The tablet gives a version of the ark story far older than the biblical accounts, and Finkel believes the explanation of how “holy writ appears on this piece of Weetabix”, is that the writers of the Bible drew on ancient accounts encountered by Hebrew scholars during the Babylonian exile.
Texts about a great flood and the order by God to the one just man to build a boat and save himself, his family, and all the animals, clearly older than the Bible story, were first found in the Middle East in the 19th century. They caused both consternation and wild excitement, including an expedition to find the broken part of one tablet in a mountain of shattered clay fragments.
However, the tablet studied by Finkel is unique, the only one with precise instructions on how to build the ark – and the crucial detail that it should be circular. He believes the data on its exact dimensions, the two kinds of bitumen, and the precise amount of rope needed, are evidence not that the vessel once existed, but of a storyteller adding convincing details for an audience that knew all about boat-building.
Finkel also says that when the information in the tablet is compared with maps of that area from that time, it shows that the ark was far from Mount Ararat. This will be bad news for the Ararat tourism industry which regularly announces the ‘discovery’ of a wood fragment supposedly from the ark which results in droves of believers flocking there.
I have written before about the difficulties that Ken Ham is having raising money to build his giant replica ark for his new theme park. It should have been completed this spring but has not even started. That’s lucky for him because he can now change his design according to the new precise directions for building it. I am not sure that a giant basket has the same visual impact as a boat, though. It will look merely like a branch office of the Longaberger basket company whose headquarters in Ohio can be seen on the right.
But Darren Aronofsky’s big budget film Noah is out of luck. It releases on March 28, so it is too late for even the best CGI retro-engineering to save it.
rq says
And I heard it took Noah 120 years to weave this particular basket…
Inaji says
Oh my, a giant coracle, what fun! I imagine if Ham hears of this, he’ll denounce it as heresy of some sort. I hope I’ll be able to get my hands on the documentary where it will be built and tested one of these days, I’d love to see that.
mnb0 says
“the ark was far from Mount Ararat”
That should not surprised any well informed person.
“the Ararat tourism industry”
Has always been looking on the wrong place anyway.
http://rambambashi.wordpress.com/2009/04/21/common-errors-2-ararat/
Menyambal --- making sambal a food group. says
Ham’s idea of the flood is extremely violent. A round boat would be better, indeed, but still wouldn’t have a prayer.
I like the ark story as a tale of a farmer in a flood plain, there in Mesopotamia.
Marcus Ranum says
How does Noah’s ark compare to Gilgamesh’s?

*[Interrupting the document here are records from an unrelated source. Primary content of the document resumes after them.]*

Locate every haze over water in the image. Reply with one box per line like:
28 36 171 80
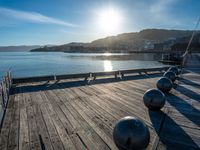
0 52 166 77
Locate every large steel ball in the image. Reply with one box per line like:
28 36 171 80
163 71 176 82
143 89 165 111
168 66 179 75
156 77 173 93
113 116 150 150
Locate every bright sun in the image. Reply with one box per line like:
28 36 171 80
98 8 122 35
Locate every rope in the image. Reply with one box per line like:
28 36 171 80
181 17 200 66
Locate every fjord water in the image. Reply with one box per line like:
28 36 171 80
0 52 166 77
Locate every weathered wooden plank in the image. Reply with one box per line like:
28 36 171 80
0 91 15 150
42 91 75 149
7 89 20 150
19 93 30 150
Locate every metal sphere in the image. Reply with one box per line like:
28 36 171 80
113 116 150 150
163 71 176 82
143 89 165 111
156 77 173 93
168 66 179 75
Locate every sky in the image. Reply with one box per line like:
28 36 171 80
0 0 200 46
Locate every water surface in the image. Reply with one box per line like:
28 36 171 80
0 52 164 77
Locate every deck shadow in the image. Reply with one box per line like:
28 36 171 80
166 93 200 126
175 85 200 102
15 73 161 94
149 110 199 150
179 78 200 88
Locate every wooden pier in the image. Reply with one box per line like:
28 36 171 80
0 60 200 150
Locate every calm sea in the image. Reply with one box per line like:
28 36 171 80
0 52 164 77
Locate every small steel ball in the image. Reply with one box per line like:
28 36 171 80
168 66 179 75
156 77 173 93
163 71 176 82
143 89 166 111
113 116 150 150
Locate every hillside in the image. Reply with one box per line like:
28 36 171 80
0 45 41 52
31 29 197 52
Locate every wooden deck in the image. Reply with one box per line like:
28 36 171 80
0 70 200 150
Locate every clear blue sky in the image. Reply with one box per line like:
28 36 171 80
0 0 200 46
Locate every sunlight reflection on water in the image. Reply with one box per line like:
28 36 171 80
104 60 113 71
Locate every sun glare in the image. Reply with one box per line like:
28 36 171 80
104 60 113 71
98 8 122 35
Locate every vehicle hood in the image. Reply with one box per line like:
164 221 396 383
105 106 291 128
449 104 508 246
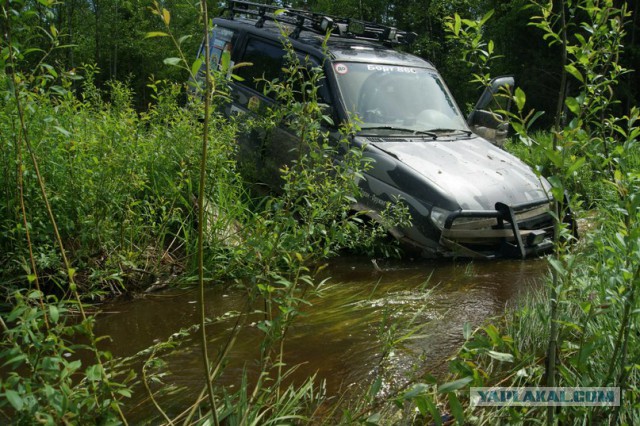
372 137 550 210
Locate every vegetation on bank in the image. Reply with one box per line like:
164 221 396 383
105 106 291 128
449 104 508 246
0 0 640 424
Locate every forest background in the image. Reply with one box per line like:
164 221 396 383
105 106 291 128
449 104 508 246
7 0 640 120
0 0 640 424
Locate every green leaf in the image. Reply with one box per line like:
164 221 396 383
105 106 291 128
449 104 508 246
53 126 71 137
365 413 382 426
513 87 527 111
564 64 584 83
453 13 462 35
438 377 473 393
479 9 494 26
487 351 513 362
402 383 429 399
144 31 169 38
220 50 231 73
162 58 180 66
566 157 586 175
85 364 102 382
191 58 204 77
449 392 464 425
49 305 60 323
4 389 24 411
462 322 473 340
564 97 580 115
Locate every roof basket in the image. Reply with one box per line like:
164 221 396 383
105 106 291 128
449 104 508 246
226 0 416 44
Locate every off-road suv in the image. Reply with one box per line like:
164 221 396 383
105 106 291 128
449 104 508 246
201 1 553 258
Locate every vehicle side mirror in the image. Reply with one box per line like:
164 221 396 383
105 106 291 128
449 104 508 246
467 76 514 147
318 103 337 127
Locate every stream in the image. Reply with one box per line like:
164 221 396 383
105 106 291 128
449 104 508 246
95 256 547 421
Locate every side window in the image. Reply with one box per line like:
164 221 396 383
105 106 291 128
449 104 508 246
236 38 329 102
198 26 238 69
236 39 285 93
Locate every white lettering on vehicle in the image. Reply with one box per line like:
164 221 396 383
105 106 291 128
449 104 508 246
367 64 418 74
335 64 349 75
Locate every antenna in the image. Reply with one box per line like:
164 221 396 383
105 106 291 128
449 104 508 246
226 0 417 44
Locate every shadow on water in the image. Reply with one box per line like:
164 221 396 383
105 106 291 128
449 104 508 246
96 257 546 419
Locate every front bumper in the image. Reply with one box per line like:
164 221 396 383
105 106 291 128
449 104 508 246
440 201 553 259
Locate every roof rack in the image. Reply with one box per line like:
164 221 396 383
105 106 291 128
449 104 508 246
226 0 417 44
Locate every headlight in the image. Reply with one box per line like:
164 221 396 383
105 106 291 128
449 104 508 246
430 207 451 230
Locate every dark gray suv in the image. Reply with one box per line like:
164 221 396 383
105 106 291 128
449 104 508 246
201 1 553 258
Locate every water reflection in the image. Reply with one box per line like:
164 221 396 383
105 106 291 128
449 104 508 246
96 257 546 418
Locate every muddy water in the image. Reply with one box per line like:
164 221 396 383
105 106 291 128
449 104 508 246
96 257 546 419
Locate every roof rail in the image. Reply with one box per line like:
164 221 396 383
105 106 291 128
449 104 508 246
226 0 417 44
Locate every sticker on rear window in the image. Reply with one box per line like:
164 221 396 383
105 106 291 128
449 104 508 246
334 64 349 75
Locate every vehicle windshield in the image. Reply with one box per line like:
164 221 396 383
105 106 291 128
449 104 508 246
333 62 468 132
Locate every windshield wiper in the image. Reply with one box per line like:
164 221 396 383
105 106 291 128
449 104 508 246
429 127 473 136
361 126 438 139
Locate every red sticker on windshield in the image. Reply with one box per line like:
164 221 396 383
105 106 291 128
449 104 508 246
334 64 349 75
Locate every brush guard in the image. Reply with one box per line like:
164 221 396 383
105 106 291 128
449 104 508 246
440 201 553 259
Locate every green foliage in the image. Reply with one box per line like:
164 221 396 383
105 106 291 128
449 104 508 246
416 0 640 424
0 291 131 424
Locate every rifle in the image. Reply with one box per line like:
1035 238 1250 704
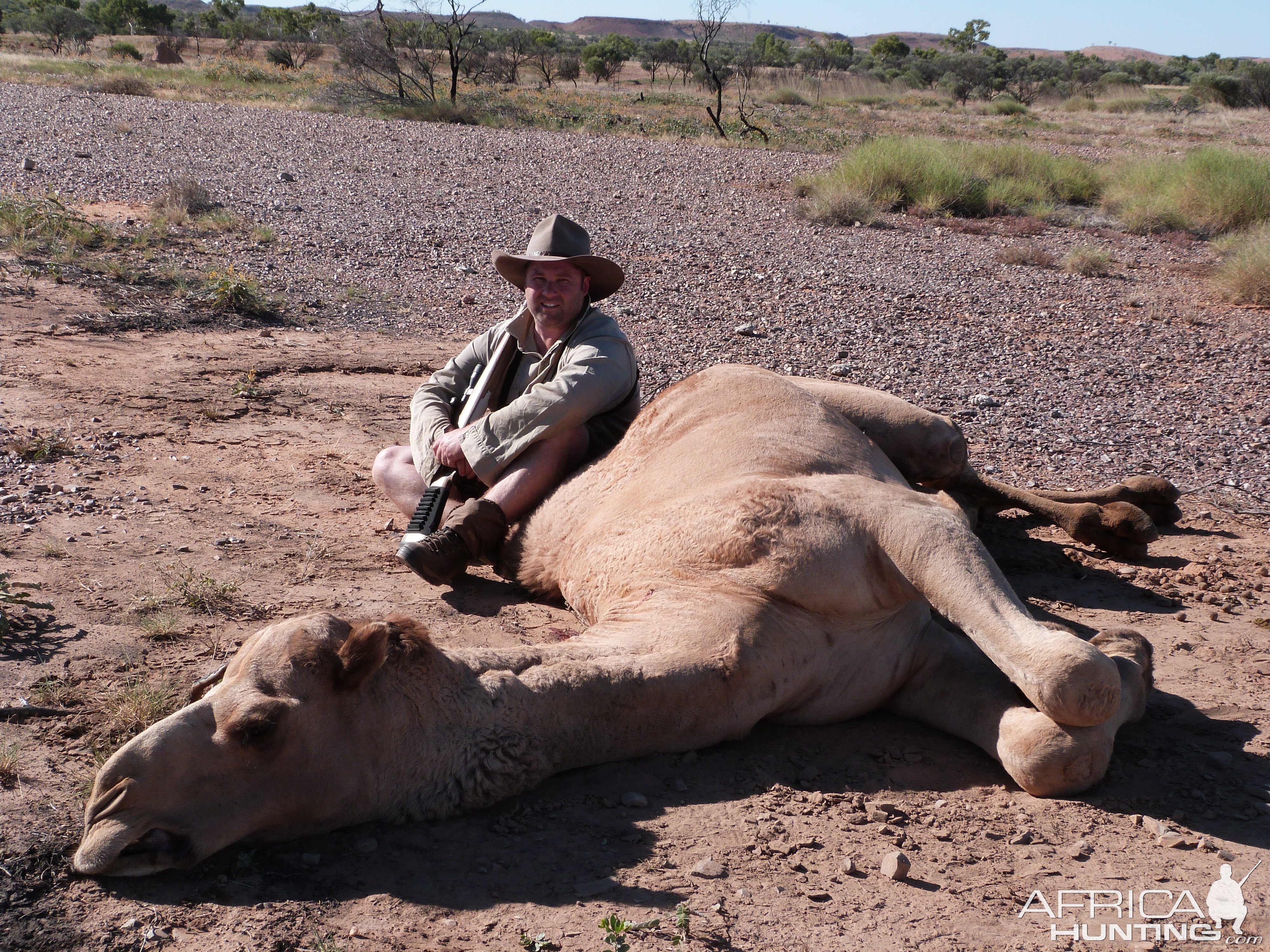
398 334 516 561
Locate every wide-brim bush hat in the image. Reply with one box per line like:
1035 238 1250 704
493 215 626 301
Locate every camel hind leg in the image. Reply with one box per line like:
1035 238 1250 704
886 621 1152 797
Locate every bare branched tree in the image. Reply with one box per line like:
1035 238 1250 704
735 52 770 142
413 0 485 103
692 0 740 138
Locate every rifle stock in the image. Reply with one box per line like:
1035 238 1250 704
398 333 516 548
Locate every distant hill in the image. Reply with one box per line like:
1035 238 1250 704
156 0 1168 62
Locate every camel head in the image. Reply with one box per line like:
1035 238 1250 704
74 614 428 876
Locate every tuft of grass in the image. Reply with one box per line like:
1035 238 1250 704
799 189 878 225
8 433 75 462
1102 147 1270 235
203 264 274 315
137 612 185 641
150 175 212 221
39 538 69 559
1063 245 1111 278
803 137 1101 217
165 564 239 614
997 241 1054 268
94 75 155 96
30 678 84 707
1063 96 1099 113
91 678 180 762
0 741 22 787
1212 225 1270 305
763 86 808 105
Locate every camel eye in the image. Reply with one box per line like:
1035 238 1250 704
237 717 278 746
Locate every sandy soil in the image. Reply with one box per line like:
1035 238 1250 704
0 88 1270 952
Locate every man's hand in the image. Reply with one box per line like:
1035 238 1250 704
432 424 476 480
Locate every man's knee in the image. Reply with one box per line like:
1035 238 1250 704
371 447 414 487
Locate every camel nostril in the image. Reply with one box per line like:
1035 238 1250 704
119 826 190 859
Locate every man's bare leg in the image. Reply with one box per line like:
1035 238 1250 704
371 447 428 517
485 426 591 523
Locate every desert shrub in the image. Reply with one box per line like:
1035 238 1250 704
1190 72 1246 108
150 175 212 218
1063 245 1111 278
204 264 273 316
1102 147 1270 235
804 137 1101 217
997 241 1054 268
1212 225 1270 305
105 39 141 62
1063 96 1099 113
1102 96 1153 113
763 86 806 105
800 189 878 225
95 76 154 96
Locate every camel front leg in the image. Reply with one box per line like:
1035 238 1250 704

It’s pretty amazing that Ea had the idea of a great flood and then Yahweh though up the same idea later!!! Who’d’a thunk that all-powerful would plagiarize like that….!
moarscienceplz says
The very word ‘ark’ means box, not boat. The Ark of the Covenant was a box (if it ever existed, that is), so why would the ark of Noah be a boat? Also, there are medieval illustrations showing Noah and his animals bobbing around in a square wooden box. This ark/boat conflation seems to be a very recent occurrence.